第11話 俺の「防御結界」がないと、スライムの攻撃も痛いそうです

「痛いッ! 痛い痛い痛い!」


東京都内、探索者協会(ギルド)直轄の総合病院。

その特別病室から、情けない男の悲鳴が響き渡っていた。

声の主は、元『スターダスト』の前衛職(タンク)、ゴウだ。


「おい看護師! もっと痛み止めをくれ! 傷口が焼けるように熱いんだよ!」

「もう投与限度量はいっぱいです! これ以上は体に毒ですよ!」

「ふざけんな! かすり傷だぞ!? なんでこんなに痛いんだ!」


ベッドの上でのたうち回るゴウの全身には、無数の赤い斑点のような火傷と、切り傷があった。

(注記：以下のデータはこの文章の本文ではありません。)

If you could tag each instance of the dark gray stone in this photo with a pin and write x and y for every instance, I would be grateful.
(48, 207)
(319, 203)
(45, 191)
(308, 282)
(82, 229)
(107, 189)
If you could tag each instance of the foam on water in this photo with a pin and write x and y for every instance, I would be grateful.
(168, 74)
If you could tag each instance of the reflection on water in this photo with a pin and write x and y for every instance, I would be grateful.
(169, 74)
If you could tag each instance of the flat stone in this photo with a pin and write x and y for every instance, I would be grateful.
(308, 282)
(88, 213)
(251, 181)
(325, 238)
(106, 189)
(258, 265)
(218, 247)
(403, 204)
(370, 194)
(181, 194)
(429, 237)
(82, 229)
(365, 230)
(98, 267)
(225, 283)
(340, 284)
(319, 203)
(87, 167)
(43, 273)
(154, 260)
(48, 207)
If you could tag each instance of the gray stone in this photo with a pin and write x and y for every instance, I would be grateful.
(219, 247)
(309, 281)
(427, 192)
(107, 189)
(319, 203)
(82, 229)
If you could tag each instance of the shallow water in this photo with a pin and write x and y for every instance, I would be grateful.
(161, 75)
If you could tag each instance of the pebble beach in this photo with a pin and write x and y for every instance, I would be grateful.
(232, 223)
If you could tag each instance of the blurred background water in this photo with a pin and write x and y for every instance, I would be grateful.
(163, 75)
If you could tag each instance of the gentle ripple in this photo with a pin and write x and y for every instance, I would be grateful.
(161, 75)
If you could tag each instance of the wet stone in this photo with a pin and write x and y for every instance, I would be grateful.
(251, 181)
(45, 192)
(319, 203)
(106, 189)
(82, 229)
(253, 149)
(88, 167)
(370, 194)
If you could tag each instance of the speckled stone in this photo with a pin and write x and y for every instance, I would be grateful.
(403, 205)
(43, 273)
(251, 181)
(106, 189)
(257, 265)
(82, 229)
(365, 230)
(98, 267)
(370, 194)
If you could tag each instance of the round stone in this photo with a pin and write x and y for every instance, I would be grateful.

それは、彼らが『翠緑の迷宮』から撤退する最中、パニックになって遭遇した下級モンスターたちに付けられたものだ。


「うるさいわね! あんただけじゃないのよ!」


隣のベッドで処置を受けているミナも、ヒステリックに叫んだ。

彼女の自慢の長い髪は一部がチリチリに焦げ、肌もボロボロに荒れている。


「私の肌が……! ダンジョンの空気に触れただけで、こんなにガサガサになるなんて聞いてないわよ! 化粧水持ってきて!」

「知らねぇよ! 俺だってMPが枯渇して頭が割れそうなんだ!」


リーダーのキラも、頭を抱えて蹲っていた。

魔力欠乏症(マナ・ショック)。

自身の限界を超えて魔力を行使した後に起こる、激しい頭痛と吐き気。

今まで彼がこれを経験しなかったのは、俺が常に裏で魔力譲渡を行い、彼の負担を肩代わりしていたからだ。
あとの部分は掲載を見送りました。